KIEval: A Knowledge-grounded Interactive Evaluation Framework for Large Language Models
This addresses the issue of inaccurate LLM evaluation for researchers and developers, though it is incremental as it builds on existing contamination detection methods.
The paper tackles the problem of data contamination inflating automatic evaluations of large language models (LLMs) by introducing KIEval, a framework that uses dynamic, knowledge-grounded dialogues to assess model comprehension, showing it effectively evaluates seven LLMs across five datasets and revealing that contamination harms real-world applicability.

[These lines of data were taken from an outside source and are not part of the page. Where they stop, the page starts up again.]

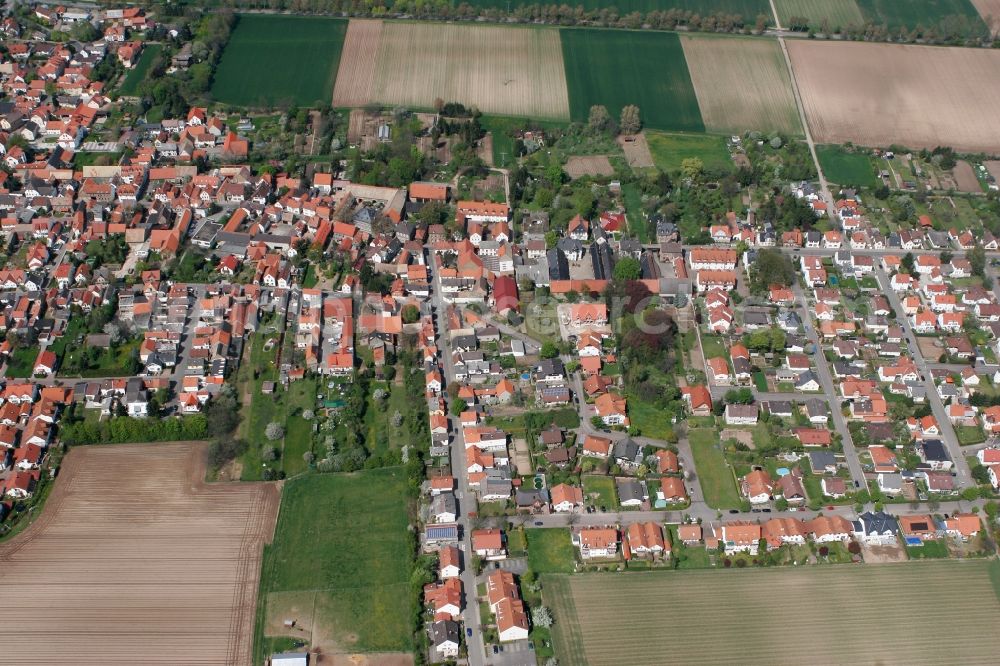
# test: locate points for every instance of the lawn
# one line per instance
(341, 547)
(712, 470)
(301, 396)
(910, 14)
(258, 409)
(135, 76)
(670, 150)
(619, 618)
(747, 9)
(650, 419)
(272, 60)
(713, 346)
(931, 550)
(503, 128)
(617, 67)
(21, 362)
(604, 488)
(836, 13)
(550, 550)
(638, 225)
(846, 168)
(969, 435)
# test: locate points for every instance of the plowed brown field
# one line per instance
(509, 71)
(916, 96)
(703, 618)
(136, 560)
(357, 63)
(741, 84)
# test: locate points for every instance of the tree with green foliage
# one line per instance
(630, 121)
(599, 120)
(771, 267)
(977, 257)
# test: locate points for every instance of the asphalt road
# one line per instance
(948, 436)
(829, 389)
(465, 498)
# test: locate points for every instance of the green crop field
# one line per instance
(130, 86)
(837, 13)
(274, 60)
(670, 150)
(846, 168)
(704, 616)
(341, 561)
(748, 9)
(617, 67)
(912, 13)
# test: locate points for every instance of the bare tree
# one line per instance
(630, 121)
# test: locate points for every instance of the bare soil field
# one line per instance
(990, 11)
(136, 560)
(578, 166)
(916, 96)
(711, 616)
(637, 151)
(993, 166)
(883, 554)
(357, 63)
(741, 84)
(506, 71)
(965, 177)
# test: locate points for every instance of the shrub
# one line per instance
(274, 431)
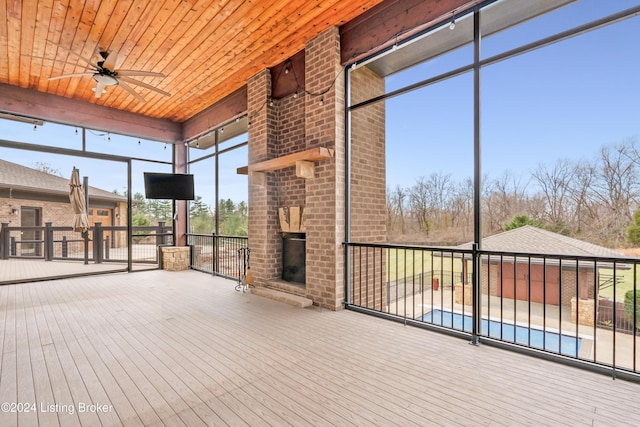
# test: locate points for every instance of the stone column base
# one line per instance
(175, 258)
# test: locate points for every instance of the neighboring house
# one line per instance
(517, 278)
(29, 197)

Automatic evaluation methods for large language models (LLMs) are hindered by data contamination, leading to inflated assessments of their effectiveness. Existing strategies, which aim to detect contaminated texts, focus on quantifying contamination status instead of accurately gauging model performance. In this paper, we introduce KIEval, a Knowledge-grounded Interactive Evaluation framework, which incorporates an LLM-powered "interactor" role for the first time to accomplish a dynamic contamination-resilient evaluation. Starting with a question in a conventional LLM benchmark involving domain-specific knowledge, KIEval utilizes dynamically generated, multi-round, and knowledge-focused dialogues to determine whether a model's response is merely a recall of benchmark answers or demonstrates a deep comprehension to apply knowledge in more complex conversations. Extensive experiments on seven leading LLMs across five datasets validate KIEval's effectiveness and generalization. We also reveal that data contamination brings no contribution or even negative effect to models' real-world applicability and understanding, and existing contamination detection methods for LLMs can only identify contamination in pre-training but not during supervised fine-tuning.